Leo Testut (22 March 1849 – 16 January 1925) was a French physician and anatomist, born in Saint-Avit-Sénieur, Dordogne.

He was born Jean Leo Testut on 22 March 1849, the son of Jean Testut and Marie Deynat. He studied medicine in Bordeaux. His studies were interrupted because of the Franco-Prussian War of 1870; he was readmitted to the Bordeaux School of Medicine in 1878. He completed his studies with a thesis for which he obtained medals from several universities in France. He was named Professor of Anatomy of the Bordeaux School of Medicine and continued his investigations in anthropology in other universities. He contributed over 90 publications on anatomy, anthropology, prehistory and history, but his most noteworthy achievement has been as author of Traité d´anatomie humaine, a complete, well-written, and well-illustrated work of anatomy composed of four volumes that continues to be used in many countries to the present day.
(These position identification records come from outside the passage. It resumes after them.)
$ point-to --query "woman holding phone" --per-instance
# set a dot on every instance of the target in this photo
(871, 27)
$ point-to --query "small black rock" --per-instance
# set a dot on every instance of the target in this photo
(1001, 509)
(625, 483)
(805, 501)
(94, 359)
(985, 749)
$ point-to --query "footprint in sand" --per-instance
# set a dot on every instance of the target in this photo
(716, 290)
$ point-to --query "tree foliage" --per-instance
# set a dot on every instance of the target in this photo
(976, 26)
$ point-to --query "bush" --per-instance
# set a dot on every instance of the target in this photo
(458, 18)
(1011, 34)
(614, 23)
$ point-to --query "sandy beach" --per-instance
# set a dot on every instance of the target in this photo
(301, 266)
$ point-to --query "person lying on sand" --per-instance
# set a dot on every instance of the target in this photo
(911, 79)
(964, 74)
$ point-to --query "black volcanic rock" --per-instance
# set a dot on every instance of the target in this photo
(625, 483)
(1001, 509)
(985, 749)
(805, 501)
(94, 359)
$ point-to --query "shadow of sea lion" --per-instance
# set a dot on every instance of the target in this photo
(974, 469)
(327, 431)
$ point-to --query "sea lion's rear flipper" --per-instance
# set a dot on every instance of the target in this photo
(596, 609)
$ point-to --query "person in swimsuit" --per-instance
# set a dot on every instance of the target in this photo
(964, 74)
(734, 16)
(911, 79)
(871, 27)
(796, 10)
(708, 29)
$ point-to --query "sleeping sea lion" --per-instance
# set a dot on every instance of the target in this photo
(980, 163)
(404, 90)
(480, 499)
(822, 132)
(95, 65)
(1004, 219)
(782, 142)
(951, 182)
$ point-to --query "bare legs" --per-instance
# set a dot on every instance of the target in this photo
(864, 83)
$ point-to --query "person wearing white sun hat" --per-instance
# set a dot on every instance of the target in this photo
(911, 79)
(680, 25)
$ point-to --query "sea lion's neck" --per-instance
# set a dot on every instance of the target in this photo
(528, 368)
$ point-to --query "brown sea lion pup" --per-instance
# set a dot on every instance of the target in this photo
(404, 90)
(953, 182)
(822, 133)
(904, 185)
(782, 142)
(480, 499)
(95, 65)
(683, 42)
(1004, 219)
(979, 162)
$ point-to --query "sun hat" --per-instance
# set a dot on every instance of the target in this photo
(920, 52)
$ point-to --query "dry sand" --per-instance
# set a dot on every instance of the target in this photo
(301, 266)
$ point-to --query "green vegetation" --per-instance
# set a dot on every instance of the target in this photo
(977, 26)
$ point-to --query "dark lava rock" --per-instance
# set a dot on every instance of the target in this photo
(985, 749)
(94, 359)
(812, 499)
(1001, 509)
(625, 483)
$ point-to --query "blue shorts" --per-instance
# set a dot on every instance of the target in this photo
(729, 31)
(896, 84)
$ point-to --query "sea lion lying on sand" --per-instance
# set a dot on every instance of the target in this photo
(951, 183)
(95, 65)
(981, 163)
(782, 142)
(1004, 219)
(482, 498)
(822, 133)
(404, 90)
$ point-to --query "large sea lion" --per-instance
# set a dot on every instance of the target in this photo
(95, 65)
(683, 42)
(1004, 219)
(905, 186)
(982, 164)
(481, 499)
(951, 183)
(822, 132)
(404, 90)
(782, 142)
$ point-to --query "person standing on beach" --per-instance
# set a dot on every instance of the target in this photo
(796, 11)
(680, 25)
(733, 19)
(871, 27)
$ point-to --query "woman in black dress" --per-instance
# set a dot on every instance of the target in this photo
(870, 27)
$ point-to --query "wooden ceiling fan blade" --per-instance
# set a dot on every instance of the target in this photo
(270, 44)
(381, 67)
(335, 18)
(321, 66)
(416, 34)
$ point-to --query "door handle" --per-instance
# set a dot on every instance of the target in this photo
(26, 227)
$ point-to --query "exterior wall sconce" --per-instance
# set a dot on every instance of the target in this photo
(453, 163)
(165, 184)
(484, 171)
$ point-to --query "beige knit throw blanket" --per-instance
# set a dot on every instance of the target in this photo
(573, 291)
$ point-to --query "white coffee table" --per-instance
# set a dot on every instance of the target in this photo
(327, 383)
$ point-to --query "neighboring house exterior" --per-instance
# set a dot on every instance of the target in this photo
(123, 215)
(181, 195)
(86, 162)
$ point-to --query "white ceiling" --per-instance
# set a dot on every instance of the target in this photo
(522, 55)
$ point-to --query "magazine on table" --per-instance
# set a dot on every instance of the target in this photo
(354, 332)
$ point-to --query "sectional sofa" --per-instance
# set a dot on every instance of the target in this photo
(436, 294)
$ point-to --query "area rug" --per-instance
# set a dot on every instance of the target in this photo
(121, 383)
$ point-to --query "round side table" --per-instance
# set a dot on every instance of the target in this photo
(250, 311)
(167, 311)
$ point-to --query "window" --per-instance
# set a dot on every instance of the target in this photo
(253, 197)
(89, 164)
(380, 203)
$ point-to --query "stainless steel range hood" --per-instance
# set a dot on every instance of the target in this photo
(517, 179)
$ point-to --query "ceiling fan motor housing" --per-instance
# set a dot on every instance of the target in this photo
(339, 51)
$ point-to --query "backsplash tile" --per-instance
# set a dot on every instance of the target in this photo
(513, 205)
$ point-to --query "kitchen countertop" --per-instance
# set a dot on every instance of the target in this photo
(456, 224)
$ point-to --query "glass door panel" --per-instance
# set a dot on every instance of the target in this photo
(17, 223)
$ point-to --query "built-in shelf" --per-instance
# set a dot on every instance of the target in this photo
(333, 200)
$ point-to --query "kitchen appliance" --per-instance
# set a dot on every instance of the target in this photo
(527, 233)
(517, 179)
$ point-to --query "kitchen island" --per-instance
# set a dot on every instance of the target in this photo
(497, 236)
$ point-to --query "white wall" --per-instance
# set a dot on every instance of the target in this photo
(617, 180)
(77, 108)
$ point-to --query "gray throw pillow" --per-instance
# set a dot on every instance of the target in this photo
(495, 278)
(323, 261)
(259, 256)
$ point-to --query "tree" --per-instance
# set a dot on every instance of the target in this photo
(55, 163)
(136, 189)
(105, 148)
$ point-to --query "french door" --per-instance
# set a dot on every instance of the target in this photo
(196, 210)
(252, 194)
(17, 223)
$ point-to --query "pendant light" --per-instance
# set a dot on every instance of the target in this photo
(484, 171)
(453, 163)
The illustrations present in this book continue to be a major source of reference to other anatomy books. The book is well known in medical schools, where it is considered the standard anatomy textbook. He collected the material published from personal notes and drawings after having failed anatomy exams several times during medical school, until he finally passed.

In 1889, Léo Testut announced that a prehistoric skull, found in Chancelade, was of a new race, which he called the "Chancelade race", which he argued was the ancestor of the Eskimo. This hypothesis, though confirmed by many of his contemporaries, is now rejected, and the Chancelade skull is considered to be a Cro-Magnon. Leo Testut died on 16 January 1925 in Bordeaux.